Als die Zeit rum war, hatte sich meine Arbeit völlig verändert. Jetzt war sozusagen „Quarantäne für alle“, das öffentliche Leben wurde herunter gefahren.

Statt Chorproben stehen jetzt Aufnahmen von Kurz-Gottesdiensten, Trompetenunterricht per Skype, Notenschränke Aufräumen und die Klärung von Urheberrechtsfragen auf dem Programm. Ich finde es schön, dass wir per Video zumindest einen Teil unserer Gemeinde erreichen können, teilweise auch Menschen, die wir sonst nicht so erreichen, und ich habe mich sehr über die vielen positiven Rückmeldungen und die unkomplizierte technische Realisation gefreut. Die Aufnahmen fühlen sich für mich als Ausführende im Grunde an wie „echte“ Gottesdienste, auch wenn natürlich die Gemeinde fehlt. Aber das Miteinander mit der Pfarrerin und der Spannungsbogen sind sehr ähnlich.

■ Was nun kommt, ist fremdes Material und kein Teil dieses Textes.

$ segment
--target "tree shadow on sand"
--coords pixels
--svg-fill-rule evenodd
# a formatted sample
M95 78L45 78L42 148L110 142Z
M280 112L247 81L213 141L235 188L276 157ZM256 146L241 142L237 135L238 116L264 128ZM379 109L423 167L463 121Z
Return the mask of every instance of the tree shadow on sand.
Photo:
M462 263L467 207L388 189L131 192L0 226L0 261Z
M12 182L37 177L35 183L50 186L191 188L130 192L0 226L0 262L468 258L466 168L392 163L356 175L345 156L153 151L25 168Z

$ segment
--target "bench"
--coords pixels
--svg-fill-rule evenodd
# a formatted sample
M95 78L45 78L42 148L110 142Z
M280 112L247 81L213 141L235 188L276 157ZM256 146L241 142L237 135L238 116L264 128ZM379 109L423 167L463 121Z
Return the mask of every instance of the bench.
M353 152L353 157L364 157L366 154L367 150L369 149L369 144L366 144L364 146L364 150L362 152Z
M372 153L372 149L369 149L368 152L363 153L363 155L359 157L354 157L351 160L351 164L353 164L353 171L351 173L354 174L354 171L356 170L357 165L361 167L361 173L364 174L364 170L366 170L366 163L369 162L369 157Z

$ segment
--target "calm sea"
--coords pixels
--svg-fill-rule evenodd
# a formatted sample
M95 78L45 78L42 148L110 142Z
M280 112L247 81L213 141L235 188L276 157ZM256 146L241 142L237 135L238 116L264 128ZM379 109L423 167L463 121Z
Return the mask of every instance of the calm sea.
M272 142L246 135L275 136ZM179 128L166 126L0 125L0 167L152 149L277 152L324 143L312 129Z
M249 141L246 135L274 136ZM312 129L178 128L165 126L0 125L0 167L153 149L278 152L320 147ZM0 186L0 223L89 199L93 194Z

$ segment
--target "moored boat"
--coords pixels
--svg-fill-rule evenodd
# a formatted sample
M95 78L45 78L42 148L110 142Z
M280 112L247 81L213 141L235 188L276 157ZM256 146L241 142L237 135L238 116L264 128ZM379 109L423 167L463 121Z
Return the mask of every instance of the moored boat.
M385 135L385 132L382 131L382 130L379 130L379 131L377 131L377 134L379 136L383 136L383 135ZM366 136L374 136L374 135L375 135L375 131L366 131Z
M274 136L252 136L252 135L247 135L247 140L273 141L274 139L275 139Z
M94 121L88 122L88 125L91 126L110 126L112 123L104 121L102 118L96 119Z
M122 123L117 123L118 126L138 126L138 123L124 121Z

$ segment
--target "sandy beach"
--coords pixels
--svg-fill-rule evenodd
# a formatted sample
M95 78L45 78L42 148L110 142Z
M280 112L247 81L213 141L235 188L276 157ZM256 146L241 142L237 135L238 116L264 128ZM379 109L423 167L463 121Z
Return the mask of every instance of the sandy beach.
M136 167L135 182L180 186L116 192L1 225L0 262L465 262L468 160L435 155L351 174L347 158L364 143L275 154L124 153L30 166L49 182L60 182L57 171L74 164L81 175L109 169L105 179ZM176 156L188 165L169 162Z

Schon früh gab es Aufforderungen zum Musizieren vom Balkon, angeregt durch Italien. Denen stand ich erst eher skeptisch gegenüber, da wir hier nunmal auch viele Einfamilienhäuser-Siedlungen haben und man sich nicht gut gegenseitig hört – anders als bei vielen Balkonen zur Straße hin. Aber jetzt muss ich sagen, es ist eine ganz besondere Erfahrung, vor der eigenen Haustür zu musizieren und Andere zwei Straßen weiter zu hören. Und so fand ich auch die Idee, an Ostern „Christ ist erstanden“ in die Wohngebiete und auf den Kirchturm zu bringen, sehr gut. Als ich ein paar Tage später durch Oerlinghausen wanderte, stand auch dort auf der Straße „Der Herr ist auferstanden“ – das hat mich wirklich berührt. So sind für mich diese analogen Erfahrungen vor Ort neben den Aktivitäten im Internet sehr wichtig. Und dass wir Kontakt halten in unseren Gruppen über einen Anruf oder eine Kurznachricht.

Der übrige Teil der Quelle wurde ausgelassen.